Yes, if you're storing int values and then re-retrieving those same int values later then it doesn't matter how they're stored underneath (e.g., big/little endian).
For example, suppose you define
int a = 0xaabbccdd;
On a little endian system this will be stored as 0xdd 0xcc 0xbb 0xaa in memory. On a big endian system this will be stored as 0xaa 0xbb 0xcc 0xdd. However, when you view this memory as an int it will always be viewed as 0xaabbccdd. Now, if you viewed sub-portions of the original memory (e.g., a sub portion of the int value in memory) endianness would come into play. For example, suppose you only read the first two bytes from the memory location where the int is stored:
int *ptr = &a;
short firstTwoBytesInMemory = *(short*)ptr;
The value of firstTwoBytesInMemory will be 0xccdd on a little endian system, and 0xaabb on a big endian system.

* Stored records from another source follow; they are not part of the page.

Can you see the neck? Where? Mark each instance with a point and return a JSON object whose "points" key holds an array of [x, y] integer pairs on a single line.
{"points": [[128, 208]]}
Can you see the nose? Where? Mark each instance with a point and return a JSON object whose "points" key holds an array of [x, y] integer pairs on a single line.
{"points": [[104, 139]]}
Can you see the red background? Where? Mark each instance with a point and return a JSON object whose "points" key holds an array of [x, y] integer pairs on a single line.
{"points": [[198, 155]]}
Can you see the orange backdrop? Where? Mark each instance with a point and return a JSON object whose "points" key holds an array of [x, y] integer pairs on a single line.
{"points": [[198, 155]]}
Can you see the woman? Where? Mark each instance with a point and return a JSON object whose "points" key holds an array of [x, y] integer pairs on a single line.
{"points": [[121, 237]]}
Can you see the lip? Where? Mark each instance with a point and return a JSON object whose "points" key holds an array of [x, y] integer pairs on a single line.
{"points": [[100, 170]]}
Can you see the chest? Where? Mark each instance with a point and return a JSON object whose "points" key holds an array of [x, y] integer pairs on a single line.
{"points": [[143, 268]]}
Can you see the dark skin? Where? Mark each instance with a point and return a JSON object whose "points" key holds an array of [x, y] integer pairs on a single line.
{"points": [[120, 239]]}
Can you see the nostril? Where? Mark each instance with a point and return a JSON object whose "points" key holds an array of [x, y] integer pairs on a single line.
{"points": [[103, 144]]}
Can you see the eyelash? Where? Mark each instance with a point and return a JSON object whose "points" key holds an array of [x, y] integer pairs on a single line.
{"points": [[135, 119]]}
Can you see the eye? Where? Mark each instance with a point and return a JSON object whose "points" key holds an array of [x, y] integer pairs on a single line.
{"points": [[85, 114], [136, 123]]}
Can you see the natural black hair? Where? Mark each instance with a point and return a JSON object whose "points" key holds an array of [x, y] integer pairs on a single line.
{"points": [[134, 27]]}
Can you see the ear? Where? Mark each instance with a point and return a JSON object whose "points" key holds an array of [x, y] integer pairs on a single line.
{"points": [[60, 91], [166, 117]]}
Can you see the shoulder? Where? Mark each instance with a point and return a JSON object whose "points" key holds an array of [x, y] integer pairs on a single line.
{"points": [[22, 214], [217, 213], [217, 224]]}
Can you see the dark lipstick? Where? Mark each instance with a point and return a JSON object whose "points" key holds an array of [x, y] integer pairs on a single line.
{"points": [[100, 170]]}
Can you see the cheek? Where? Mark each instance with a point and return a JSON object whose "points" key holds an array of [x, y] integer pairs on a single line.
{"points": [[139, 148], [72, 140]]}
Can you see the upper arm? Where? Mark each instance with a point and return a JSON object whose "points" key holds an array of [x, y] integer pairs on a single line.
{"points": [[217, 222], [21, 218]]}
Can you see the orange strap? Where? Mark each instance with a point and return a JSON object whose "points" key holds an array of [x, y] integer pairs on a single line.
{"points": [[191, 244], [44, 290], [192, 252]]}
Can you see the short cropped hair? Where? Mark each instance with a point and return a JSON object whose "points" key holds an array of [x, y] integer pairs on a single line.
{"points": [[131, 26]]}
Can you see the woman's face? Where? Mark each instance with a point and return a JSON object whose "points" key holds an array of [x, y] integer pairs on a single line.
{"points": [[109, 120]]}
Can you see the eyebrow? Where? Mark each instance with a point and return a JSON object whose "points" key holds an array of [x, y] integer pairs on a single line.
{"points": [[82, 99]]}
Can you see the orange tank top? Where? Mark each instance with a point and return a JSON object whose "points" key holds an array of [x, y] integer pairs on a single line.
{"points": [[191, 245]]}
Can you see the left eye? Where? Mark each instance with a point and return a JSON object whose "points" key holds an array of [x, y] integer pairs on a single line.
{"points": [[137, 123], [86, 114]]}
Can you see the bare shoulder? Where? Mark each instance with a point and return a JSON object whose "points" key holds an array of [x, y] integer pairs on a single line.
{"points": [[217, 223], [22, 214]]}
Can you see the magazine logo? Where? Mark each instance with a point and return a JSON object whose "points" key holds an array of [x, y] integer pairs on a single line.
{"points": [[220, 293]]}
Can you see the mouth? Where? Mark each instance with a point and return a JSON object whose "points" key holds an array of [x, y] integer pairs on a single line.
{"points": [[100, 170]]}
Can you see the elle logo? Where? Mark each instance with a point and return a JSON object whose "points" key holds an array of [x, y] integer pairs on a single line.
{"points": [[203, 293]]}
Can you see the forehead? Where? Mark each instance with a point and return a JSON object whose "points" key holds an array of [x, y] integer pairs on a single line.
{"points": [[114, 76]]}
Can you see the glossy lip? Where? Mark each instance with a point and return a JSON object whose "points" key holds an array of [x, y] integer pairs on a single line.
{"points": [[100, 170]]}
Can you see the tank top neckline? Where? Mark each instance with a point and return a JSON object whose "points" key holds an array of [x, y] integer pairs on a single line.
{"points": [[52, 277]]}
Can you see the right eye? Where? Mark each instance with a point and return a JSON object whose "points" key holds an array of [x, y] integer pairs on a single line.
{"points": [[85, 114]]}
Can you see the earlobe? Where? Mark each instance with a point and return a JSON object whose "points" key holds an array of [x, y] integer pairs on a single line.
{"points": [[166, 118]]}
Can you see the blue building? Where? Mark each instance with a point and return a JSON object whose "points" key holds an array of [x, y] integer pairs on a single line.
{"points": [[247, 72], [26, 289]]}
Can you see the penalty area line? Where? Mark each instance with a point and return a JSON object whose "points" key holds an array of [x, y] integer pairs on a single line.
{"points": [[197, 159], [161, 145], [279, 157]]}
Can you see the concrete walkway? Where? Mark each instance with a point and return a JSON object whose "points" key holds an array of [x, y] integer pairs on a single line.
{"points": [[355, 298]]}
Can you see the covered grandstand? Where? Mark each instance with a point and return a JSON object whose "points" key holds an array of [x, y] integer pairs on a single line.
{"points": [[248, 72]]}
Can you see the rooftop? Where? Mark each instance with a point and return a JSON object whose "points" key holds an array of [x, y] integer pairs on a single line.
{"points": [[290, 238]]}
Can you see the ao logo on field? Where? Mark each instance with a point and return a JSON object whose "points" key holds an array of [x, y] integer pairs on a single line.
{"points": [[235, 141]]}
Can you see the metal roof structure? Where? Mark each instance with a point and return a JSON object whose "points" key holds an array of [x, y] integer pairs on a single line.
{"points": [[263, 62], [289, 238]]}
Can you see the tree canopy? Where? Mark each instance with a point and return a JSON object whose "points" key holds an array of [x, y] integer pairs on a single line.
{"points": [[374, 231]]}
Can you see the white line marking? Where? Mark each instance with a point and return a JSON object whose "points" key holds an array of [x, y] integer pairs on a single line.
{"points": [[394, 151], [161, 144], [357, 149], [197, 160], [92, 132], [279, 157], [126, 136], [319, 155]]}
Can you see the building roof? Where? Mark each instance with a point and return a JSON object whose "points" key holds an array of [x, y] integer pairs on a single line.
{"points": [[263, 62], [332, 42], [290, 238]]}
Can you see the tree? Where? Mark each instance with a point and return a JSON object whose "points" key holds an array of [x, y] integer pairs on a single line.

To extend this further, structs are essentially collections of primitive types (e.g., bytes, ints, pointers to other things, etc.). These primitive types are usually laid out in memory contiguously (with some exceptions for alignment, etc). So the same rules that apply to the int/short example above apply to collections of primitive types (e.g., structs).
If you start accessing sub-portions of variables then the endianness of the architecture will matter, but if you always deal with things in their correct types (e.g., int, double, etc.) in their entirety the way things are stored underneath should be transparent.